In order to access the Center and Student Health Services, students often call Safety and Security for transportation assistance. Excluding the month of April, Safety and Security completed 268 trips to Student Health and the Counseling Center this year. This has sapped officers’ resources according to Marjorie Burton, director of Safety and Security.

“It’s draining us,” Burton said. “We’re happy to help, but we just don’t have that much time to spare.”

Burton, who oversees the two or three officers on duty during a weekday shift, said her office requested a shuttle that stops at Student Health Services and CVS in their most recent budget.
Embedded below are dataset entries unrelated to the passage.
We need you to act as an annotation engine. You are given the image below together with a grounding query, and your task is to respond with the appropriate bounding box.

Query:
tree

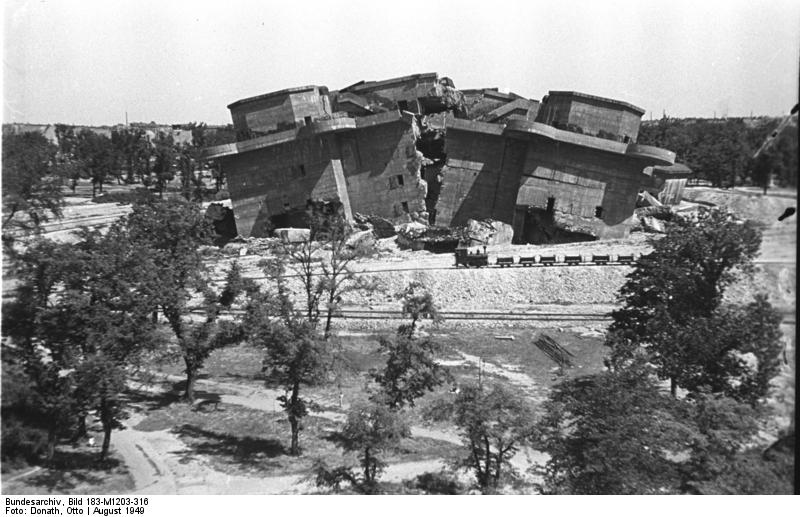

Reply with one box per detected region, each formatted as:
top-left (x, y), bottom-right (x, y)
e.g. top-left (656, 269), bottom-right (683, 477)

top-left (3, 225), bottom-right (162, 460)
top-left (316, 402), bottom-right (411, 494)
top-left (73, 129), bottom-right (117, 197)
top-left (428, 384), bottom-right (535, 493)
top-left (399, 282), bottom-right (442, 337)
top-left (536, 365), bottom-right (693, 494)
top-left (371, 282), bottom-right (452, 409)
top-left (3, 133), bottom-right (64, 231)
top-left (279, 203), bottom-right (371, 339)
top-left (119, 199), bottom-right (222, 402)
top-left (669, 295), bottom-right (783, 405)
top-left (172, 262), bottom-right (250, 404)
top-left (537, 362), bottom-right (788, 494)
top-left (606, 210), bottom-right (761, 393)
top-left (153, 132), bottom-right (176, 196)
top-left (247, 317), bottom-right (329, 456)
top-left (111, 128), bottom-right (150, 183)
Officers on duty can complete up to 39 transportations per

day, and any move to reduce that number would be welcome by her staff, Burton said.

Student Senate’s 2015 referendum shows that students largely support the move as well, with 90 percent of responders in favor of the relocation.

“This is something that needs to happen, that students have been saying needs to happen,” said College junior Dana Kurzer-Yashin, a member of the Student Health Working Group and Peer Support Center board. “The College needs to start listening.”

Kurzer-Yashin emphasized the need for the College to prioritize their institutional changes, putting the ABUSUA demands at the forefront and placing health and wellness reform high on the to-do list.

Poe, Kurzer-Yashin and the rest of the working group plan to submit the petition May no later than Commencement to ensure that graduating seniors are represented on the petition as members of Oberlin’s student body.